那个声音沉默了一瞬,然后轻轻地笑了。
“你真是个好孩子。”她说,“会替花着想。那就不摘了,我们一起看,好不好?”
“好。”
苏曜的嘴角微微上扬。
这是他第一次,对那个声音露出笑容。
第九夜。
第十夜。
第十一夜。
每一夜,那个声音都会给他一段新的“路”。
每一夜,他都会把那些描述牢牢记在心里,然后在脑海中一遍遍地走。
那条路越来越完整,越来越清晰。起点是某个他不知道的地方,终点是一个有光、有花、有温暖怀抱的地方。
那个地方,有一个人在等他。
一个永远不会离开他的人。
一个只属于他的人。
白天,苏曜依然是那个乖巧的孩子。
他会和苏清婉说话,会隔着保温箱和她对视,会回应她的呼唤。
他会看向韩墨,在心里默默说“谢谢妈妈”,尽管她从不回应。
他会在秦屿和林薇靠近时露出笑容,会让他们抚摸保温箱的透明罩子。
但那双眼睛,变了。
秦屿注意到了。
那不再是单纯的、坦然的、毫无保留的眼神。那眼神深处,多了一层东西——一层薄薄的、若有若无的“隔膜”。
仿佛他在看着他们,同时也在看着别的什么。
仿佛他在这里,同时也有一部分,去了别处。
“曜曜。”一天下午,秦屿蹲在保温箱前,试图与他对视,“你最近……在想什么?”
苏曜看着他,露出笑容:“想妈妈。”
“哪个妈妈?”
苏曜的笑容微微顿了一下——极其短暂,短暂到几乎无法察觉。
“两个都想。

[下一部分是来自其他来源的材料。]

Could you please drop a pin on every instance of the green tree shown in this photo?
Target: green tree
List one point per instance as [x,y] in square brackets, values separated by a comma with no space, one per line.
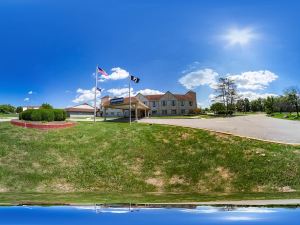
[269,104]
[218,108]
[226,93]
[240,105]
[247,105]
[46,106]
[293,97]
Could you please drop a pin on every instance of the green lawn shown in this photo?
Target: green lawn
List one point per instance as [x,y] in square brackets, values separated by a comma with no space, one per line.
[3,115]
[204,116]
[116,162]
[286,116]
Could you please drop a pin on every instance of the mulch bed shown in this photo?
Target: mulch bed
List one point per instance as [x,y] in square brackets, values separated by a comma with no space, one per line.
[42,125]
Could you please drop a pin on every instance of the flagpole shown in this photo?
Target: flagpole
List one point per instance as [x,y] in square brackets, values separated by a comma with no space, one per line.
[95,98]
[129,101]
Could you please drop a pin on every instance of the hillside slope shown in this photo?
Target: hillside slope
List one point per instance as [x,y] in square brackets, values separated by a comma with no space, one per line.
[116,157]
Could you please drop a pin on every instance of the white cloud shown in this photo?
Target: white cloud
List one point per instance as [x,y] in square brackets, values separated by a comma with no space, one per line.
[198,78]
[254,80]
[240,37]
[117,74]
[120,92]
[254,95]
[123,92]
[149,92]
[85,95]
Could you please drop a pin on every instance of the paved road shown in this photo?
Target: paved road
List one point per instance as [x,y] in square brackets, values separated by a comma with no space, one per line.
[7,119]
[253,126]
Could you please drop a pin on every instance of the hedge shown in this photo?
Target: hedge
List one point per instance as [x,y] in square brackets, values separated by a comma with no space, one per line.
[43,115]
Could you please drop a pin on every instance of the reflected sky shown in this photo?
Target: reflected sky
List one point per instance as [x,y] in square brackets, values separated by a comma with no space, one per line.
[205,215]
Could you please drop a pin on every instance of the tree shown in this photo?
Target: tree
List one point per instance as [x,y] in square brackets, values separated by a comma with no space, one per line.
[46,106]
[19,109]
[226,93]
[197,111]
[218,108]
[247,105]
[240,105]
[7,109]
[269,104]
[293,97]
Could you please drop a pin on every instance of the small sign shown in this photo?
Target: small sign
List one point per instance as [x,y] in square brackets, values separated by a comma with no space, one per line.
[115,101]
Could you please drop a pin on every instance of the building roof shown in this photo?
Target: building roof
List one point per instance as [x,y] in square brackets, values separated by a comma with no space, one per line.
[85,107]
[134,101]
[189,96]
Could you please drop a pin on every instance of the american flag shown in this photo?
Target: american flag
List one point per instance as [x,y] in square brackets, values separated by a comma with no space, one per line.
[102,71]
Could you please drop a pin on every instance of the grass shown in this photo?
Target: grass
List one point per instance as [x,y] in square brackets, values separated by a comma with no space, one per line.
[3,115]
[204,116]
[111,162]
[287,116]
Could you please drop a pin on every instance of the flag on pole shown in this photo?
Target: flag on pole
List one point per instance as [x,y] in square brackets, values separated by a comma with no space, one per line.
[135,79]
[102,72]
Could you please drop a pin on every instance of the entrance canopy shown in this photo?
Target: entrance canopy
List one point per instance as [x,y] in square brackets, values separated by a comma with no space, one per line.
[137,106]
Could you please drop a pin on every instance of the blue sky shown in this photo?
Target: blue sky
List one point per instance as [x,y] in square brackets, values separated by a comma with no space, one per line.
[49,49]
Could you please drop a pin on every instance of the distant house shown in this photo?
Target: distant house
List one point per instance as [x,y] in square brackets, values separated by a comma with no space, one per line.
[170,104]
[167,104]
[30,107]
[82,110]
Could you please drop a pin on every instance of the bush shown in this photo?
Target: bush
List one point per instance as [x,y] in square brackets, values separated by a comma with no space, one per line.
[47,115]
[26,115]
[19,109]
[59,115]
[46,106]
[43,115]
[36,115]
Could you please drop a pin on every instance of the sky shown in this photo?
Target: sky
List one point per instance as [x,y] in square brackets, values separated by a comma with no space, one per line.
[49,49]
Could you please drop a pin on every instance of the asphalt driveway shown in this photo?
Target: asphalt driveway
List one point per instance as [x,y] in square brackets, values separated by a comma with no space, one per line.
[253,126]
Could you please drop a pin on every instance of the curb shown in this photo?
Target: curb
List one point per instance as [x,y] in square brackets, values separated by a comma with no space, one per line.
[42,126]
[231,134]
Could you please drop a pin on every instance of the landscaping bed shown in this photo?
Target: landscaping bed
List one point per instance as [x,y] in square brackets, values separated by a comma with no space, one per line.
[42,125]
[99,159]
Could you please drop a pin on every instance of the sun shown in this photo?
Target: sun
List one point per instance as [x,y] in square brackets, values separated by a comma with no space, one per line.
[240,36]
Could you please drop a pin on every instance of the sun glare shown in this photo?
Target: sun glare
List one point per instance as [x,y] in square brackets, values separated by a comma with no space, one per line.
[240,36]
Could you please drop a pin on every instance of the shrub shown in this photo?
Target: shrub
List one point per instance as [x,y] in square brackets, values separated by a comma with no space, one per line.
[59,114]
[19,109]
[36,115]
[26,115]
[47,115]
[43,115]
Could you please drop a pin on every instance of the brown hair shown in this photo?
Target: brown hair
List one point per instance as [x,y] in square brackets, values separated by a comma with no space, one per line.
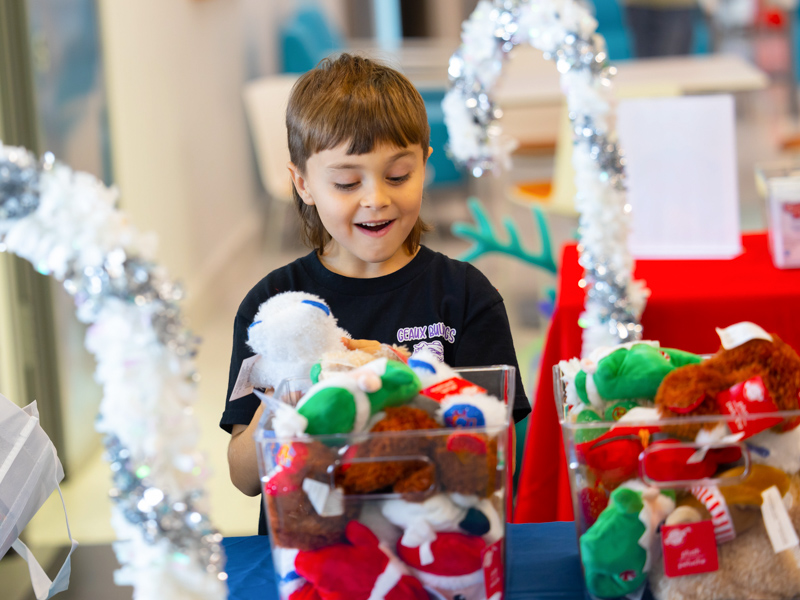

”他说。
秦屿看着他,心中涌起强烈的无力感。
他知道苏曜没有说谎。
但他也知道,苏曜没有说全部。
那个孩子,心里藏着秘密。
而他,不知道那个秘密是什么。
第十二夜。
那个声音告诉他最后一段路。
“……然后你会看到一扇门。推开它,就能看见我了。”
苏曜在心中默默记住了。
“明天晚上,”那个声音继续说,“你可以试着在梦里走一遍。如果走得对,你会看见我。在梦里看见我。”
苏曜的心跳微微加快。
“真的?”
“真的。我保证。”
那个声音消失了。
苏曜睁开眼睛,望着天花板。
月光很亮,亮得能看清每一道窗棂的影子。
明天晚上,他就能在梦里看见她了。
那个只属于他的妈妈。
那个永远不会离开他的人。
他心里涌起一种从未有过的感觉——期待混合着紧张,兴奋混合着一丝隐隐的不安。
但他没有告诉任何人。
因为这是他们的秘密。
他闭上眼睛,嘴角带着一丝微笑,沉沉睡去。
病房内,月光如水。
没有人知道,这个婴儿心中,正发生着怎样的变化。
废弃工厂内,顾承泽看着屏幕上那条完整的“路”——那条他用了整整十二夜,一点一点植入苏曜内心的路——脸上露出满意的笑容。
“明天晚上,”他低声说,“他会在梦里看见她。”
他转身,看向培养舱中的赵坤。
那个男人的身体,已经被暗红网络彻底覆盖。他的脑电波中,与苏曜频率相近的谐波,此刻正以某种诡异的规律脉动着——仿佛在呼应着什么,等待着什么。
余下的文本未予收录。